Auctioneer Leor Samuel of Gary Peer initiated the auction of 23 Henty Street by waxing lyrical about the house’s said benefits before appealing to the crowd as to where things should be started.
A low opening bid of $1.6 million from one motivated party was placed, which Mr Samuel reluctantly accepted, before joking with the crowd for a few moments.
The auctioneer then countered with a vendor bid of $1.75 million. Once the lay of the land was established, lively bidding ensued, with no less than five different groups vying for the 20-year-old abode.
Once the sale price reached $1.915 million, Mr Samuel said he would take a quick break to duck inside and consult with the home’s vendor.
After a few minutes, Mr Samuel returned to zealously proclaim the property was officially on the market.
The notice that the home would be selling today further ignited motivated bidding between the interested parties, with the sale price shooting up rapidly in small increments ranging from $5000 to $1000.
When the sale price reached $2.016 million, the auction finally halted, as Mr Samuel again warned that the residence would be sold if there was no further bidding.
However, the four other parties all shook their heads in defeat, and Mr Samuel sold the home a few moments later.
Despite many positive results on Super Saturday, though, some homes couldn’t achieve a positive outcome on the day.
One such property was a very attractive renovated weatherboard family home in the waterside suburb of Sandringham in Melbourne’s southeast, which passed in without a single bid for $3.7 million.
Notwithstanding 44 Abbott Street’s many positives, including features like a pool, sauna, massive master bedroom, home gym and second-floor retreat, as well as a crowd of at least 70 in attendance at the sales event, the five-bedroom, three-bathroom home couldn’t attract any strong interest on auction day.
Auctioneer Peter Hickey of Buxton Real Estate Sandringham spoke at length about the home’s aforementioned benefits before getting things underway by asking for an opening bid of $3.7 million.
That request fell on deaf ears, and in response, Mr Hickey placed a vendor bid of $3.6 million in an effort to jumpstart the motivation levels of any registered bidders.

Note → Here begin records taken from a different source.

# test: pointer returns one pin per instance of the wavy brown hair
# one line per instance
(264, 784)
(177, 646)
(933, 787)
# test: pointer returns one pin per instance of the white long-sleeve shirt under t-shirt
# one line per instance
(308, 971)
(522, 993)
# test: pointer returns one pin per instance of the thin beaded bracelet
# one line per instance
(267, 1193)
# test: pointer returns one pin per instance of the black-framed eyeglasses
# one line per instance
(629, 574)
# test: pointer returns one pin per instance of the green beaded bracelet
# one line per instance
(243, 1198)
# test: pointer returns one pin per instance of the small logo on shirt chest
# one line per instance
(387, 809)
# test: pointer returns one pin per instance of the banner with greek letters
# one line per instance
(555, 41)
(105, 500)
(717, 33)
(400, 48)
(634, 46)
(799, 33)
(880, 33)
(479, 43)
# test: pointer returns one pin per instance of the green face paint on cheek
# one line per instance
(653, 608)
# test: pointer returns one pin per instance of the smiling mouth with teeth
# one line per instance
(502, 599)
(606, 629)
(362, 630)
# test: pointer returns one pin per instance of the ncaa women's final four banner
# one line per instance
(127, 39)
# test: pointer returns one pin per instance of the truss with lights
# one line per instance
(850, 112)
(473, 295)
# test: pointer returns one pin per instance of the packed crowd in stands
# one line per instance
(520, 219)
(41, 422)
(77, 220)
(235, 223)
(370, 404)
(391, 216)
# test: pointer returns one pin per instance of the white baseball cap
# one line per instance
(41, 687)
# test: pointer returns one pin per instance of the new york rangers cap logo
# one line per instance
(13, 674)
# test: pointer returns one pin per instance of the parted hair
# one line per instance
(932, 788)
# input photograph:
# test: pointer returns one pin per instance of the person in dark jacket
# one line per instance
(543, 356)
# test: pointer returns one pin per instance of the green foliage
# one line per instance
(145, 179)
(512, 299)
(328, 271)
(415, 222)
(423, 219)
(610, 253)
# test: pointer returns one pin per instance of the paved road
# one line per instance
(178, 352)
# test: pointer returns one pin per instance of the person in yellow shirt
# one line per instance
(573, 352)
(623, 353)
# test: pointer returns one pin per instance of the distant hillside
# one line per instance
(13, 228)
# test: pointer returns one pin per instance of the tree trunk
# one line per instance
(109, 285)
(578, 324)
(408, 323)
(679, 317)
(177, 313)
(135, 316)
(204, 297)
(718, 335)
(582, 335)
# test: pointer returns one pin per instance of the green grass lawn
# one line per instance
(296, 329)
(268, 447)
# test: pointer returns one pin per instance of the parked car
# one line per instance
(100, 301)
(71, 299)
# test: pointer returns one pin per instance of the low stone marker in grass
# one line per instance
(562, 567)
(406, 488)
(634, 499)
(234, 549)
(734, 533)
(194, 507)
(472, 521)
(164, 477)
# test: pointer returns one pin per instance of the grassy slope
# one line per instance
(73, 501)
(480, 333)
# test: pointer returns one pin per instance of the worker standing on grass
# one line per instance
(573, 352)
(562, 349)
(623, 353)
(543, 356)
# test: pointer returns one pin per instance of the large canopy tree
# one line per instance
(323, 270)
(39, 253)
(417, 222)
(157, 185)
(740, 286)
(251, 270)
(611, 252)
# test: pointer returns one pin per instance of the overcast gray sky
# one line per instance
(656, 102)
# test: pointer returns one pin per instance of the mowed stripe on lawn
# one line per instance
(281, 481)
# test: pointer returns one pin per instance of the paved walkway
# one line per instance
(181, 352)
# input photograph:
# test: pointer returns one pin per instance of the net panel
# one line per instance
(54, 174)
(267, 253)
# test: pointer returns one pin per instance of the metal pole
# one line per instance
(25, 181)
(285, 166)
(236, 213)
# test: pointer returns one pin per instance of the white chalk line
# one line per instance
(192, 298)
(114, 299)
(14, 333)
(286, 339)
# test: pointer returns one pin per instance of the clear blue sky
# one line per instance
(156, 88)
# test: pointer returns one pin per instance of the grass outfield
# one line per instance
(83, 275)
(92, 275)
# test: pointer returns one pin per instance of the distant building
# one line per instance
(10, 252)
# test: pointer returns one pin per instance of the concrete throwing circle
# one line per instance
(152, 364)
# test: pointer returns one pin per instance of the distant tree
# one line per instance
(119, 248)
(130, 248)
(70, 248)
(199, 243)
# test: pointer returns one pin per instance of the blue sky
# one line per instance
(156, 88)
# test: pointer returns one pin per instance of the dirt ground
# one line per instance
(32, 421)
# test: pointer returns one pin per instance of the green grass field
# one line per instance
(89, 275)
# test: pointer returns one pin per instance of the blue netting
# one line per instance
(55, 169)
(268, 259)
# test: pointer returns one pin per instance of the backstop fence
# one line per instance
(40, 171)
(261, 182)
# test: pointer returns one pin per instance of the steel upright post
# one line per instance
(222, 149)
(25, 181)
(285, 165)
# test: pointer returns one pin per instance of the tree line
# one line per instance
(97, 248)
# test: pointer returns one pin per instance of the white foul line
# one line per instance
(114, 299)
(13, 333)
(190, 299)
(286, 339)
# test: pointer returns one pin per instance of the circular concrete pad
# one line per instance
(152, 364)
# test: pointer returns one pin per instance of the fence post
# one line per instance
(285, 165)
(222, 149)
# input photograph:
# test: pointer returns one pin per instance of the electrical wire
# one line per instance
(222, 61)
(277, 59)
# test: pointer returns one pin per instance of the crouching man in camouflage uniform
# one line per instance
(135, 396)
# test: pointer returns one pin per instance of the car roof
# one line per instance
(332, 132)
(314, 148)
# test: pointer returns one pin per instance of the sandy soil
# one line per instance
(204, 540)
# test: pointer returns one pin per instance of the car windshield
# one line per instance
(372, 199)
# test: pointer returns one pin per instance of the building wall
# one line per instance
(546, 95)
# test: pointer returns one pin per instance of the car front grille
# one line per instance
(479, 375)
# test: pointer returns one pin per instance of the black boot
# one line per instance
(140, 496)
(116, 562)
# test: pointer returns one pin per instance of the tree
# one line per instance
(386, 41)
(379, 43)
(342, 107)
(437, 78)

The faux-proffer didn’t have its desired effect, though, and despite a further vendor bid of $3.7 million just minutes later, the property was ultimately passed in without a single real bid.
A few kilometres away in the suburb of Bentleigh East, a contemporary five-bedroom, two-bathroom townhouse also failed to get across the line at auction.
Even though 14a York Street boasted some well-appointed features and desirable fixtures and fittings, the small cluster of around 25 people who gathered on the suburban street to watch or bid on the abode stayed largely silent.
Auctioneer Craig Williamson of Buxton Real Estate Bentleigh spoke for minutes about the avant-garde property’s many positives before asking the crowd to get the auction underway with an opening bid.
And, despite a single bid of $1.55 million from a younger couple in the crowd, which was also the top figure of the home’s quoted price guide of $1.5 million to $1.55 million, the proffer wasn’t enough to meet the vendor’s reserve, and the townhouse was passed in not long after.